# RAG Application: Ask Questions from a PDF Document using Large Language Models

Retrieval-Augmented Generation (RAG) is a generative AI framework that combines pre-trained large language models (LLMs) with external data sources. RAG improves the output of LLMs by using fresh data from authoritative knowledge bases and enterprise systems to generate more reliable responses.

For example, this project is about using RAG to ask questions from a PDF document. The RAG system uses its large language model to understand the question, then it retrieves relevant information from the PDF document, and finally generates a response. This way, we can extract precise information from a document.

## 0. Setup Ollama

I used [Ollama](https://ollama.com) because it's the easiest way to get up and running with large language models, locally on my computer.

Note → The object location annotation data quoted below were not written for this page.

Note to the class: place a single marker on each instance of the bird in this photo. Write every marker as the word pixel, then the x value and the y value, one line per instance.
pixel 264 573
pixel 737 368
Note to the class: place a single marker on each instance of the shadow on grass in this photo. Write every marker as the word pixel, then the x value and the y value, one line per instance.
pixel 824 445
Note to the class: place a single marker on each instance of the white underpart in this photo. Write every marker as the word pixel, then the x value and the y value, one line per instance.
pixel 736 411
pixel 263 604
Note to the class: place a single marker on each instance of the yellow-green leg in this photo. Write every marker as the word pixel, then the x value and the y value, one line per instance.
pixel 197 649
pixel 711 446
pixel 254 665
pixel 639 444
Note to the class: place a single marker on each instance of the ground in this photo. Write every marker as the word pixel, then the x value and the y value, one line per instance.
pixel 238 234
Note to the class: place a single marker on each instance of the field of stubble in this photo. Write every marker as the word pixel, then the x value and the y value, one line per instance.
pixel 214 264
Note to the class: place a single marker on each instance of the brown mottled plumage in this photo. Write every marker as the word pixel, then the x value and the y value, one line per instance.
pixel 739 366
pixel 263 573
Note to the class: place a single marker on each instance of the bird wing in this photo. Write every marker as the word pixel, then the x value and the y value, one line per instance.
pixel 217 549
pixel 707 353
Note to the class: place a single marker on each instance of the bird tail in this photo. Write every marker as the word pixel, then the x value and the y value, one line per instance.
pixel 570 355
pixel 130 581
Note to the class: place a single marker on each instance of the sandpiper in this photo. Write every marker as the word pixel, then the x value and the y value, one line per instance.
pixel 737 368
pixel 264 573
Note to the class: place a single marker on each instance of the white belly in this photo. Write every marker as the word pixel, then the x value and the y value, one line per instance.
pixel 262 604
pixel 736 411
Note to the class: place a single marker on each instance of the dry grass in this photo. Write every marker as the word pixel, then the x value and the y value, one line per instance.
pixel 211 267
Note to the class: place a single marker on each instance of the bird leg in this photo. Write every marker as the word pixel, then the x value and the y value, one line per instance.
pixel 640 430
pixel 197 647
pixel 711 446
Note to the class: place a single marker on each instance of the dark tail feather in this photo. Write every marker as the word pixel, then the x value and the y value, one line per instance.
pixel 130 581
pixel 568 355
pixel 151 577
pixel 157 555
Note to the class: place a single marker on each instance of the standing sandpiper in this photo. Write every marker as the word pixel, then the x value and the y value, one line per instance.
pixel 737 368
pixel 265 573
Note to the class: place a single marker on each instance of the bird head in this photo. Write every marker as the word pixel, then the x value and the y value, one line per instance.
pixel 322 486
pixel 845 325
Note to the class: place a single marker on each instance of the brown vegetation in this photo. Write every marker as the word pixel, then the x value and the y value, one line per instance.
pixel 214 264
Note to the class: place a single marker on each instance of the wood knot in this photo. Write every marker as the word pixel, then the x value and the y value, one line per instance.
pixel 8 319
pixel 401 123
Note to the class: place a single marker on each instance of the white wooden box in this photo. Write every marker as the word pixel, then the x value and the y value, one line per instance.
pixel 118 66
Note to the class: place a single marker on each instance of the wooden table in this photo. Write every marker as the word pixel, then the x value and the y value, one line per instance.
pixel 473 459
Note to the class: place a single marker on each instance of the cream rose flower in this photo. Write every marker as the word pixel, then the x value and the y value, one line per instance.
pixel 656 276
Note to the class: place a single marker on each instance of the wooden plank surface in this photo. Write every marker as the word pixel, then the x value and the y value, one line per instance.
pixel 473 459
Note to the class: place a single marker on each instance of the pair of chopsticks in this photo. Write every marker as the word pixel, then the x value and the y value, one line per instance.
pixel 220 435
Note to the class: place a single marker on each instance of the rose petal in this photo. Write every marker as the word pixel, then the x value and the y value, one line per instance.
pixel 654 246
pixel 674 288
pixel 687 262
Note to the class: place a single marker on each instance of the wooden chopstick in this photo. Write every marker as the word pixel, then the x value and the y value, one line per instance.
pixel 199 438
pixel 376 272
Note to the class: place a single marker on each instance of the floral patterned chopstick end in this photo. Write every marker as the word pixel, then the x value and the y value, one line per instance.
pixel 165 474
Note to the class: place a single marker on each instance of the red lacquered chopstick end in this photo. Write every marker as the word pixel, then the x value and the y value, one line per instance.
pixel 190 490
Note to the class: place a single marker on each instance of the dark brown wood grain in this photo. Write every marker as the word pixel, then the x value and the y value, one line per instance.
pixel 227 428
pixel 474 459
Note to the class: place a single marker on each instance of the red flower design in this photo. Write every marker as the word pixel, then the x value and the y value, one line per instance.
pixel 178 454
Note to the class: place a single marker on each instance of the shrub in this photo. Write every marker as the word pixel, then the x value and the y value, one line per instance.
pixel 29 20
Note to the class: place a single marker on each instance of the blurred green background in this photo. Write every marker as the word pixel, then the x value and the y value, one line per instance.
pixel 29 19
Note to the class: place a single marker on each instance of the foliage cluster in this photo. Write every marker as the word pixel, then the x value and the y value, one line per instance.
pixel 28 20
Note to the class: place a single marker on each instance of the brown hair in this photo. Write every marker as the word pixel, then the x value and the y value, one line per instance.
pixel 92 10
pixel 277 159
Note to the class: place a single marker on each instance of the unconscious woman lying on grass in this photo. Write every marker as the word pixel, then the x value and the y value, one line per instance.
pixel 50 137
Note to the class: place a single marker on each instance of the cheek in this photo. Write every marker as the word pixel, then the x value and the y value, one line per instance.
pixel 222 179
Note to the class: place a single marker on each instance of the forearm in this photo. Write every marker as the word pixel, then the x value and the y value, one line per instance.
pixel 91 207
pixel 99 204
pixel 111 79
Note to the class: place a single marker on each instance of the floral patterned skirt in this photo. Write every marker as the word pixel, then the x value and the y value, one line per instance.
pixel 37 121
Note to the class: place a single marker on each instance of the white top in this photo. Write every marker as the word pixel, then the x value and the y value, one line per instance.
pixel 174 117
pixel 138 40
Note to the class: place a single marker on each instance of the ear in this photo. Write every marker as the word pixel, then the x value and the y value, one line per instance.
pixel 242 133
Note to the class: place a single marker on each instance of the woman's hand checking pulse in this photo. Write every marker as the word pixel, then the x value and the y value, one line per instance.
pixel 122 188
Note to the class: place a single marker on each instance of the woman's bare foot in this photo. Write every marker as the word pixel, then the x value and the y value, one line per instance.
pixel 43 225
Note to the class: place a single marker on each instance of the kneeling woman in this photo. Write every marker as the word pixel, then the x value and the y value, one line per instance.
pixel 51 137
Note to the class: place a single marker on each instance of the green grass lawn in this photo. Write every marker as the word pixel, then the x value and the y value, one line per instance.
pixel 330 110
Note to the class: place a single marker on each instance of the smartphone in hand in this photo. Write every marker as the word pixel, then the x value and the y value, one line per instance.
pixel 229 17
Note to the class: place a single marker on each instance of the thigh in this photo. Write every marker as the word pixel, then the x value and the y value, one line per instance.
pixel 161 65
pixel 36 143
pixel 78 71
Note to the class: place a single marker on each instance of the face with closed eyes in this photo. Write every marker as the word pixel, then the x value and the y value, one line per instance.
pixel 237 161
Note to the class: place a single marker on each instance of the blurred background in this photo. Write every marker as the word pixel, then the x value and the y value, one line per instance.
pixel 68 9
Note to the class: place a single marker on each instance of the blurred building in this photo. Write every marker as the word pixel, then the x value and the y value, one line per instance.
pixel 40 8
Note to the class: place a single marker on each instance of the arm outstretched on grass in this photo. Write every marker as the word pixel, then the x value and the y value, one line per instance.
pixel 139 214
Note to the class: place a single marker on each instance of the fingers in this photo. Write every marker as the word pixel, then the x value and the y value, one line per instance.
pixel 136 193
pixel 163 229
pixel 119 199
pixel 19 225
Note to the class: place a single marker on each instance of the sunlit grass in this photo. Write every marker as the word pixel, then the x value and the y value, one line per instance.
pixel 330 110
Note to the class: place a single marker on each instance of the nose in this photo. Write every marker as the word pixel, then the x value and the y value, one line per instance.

In this case, I used [TinyLlama](https://arxiv.org/pdf/2401.02385.pdf) model by StatNLP Research Group and 
Singapore University of Technology and Design.

On your terminal, run:

```bash
ollama run tinyllama
```

## 1. Loading Environment Variables and Setting Up the Model

In [9]:
import os
from dotenv import load_dotenv

# If you want to use the OpenAI API, you need to set the OPENAI_API_KEY environment variable
load_dotenv()
OPENAI_API_KEY = os.getenv("OPENAI_API_KEY")
#MODEL = "gpt-3.5-turbo"

MODEL = "tinyllama"

## 2. Prepare Embeddings and Test the Model

In [10]:
from langchain_community.llms import Ollama
from langchain_openai.chat_models import ChatOpenAI
from langchain_community.embeddings import OllamaEmbeddings
from langchain_openai.embeddings import OpenAIEmbeddings

if MODEL.startswith("gpt"):
    model = ChatOpenAI(openai_api_key=OPENAI_API_KEY, model=MODEL)
    embeddings = OpenAIEmbeddings()
else:
    model = Ollama(model=MODEL)
    embeddings = OllamaEmbeddings(model=MODEL)

model.invoke("what is machine learning in a few words?")

'Machine Learning (ML) is a field of artificial intelligence that enables machines to learn from experience and improve their performance over time without being programmed specifically for those tasks. In simple terms, ML helps machines to "learn" from data or experiences to make decisions and perform tasks better than they would be able to do on their own.'

In [11]:
from langchain_core.output_parsers import StrOutputParser

parser = StrOutputParser()

chain = model | parser 
chain.invoke("what is machine learning in a few words?")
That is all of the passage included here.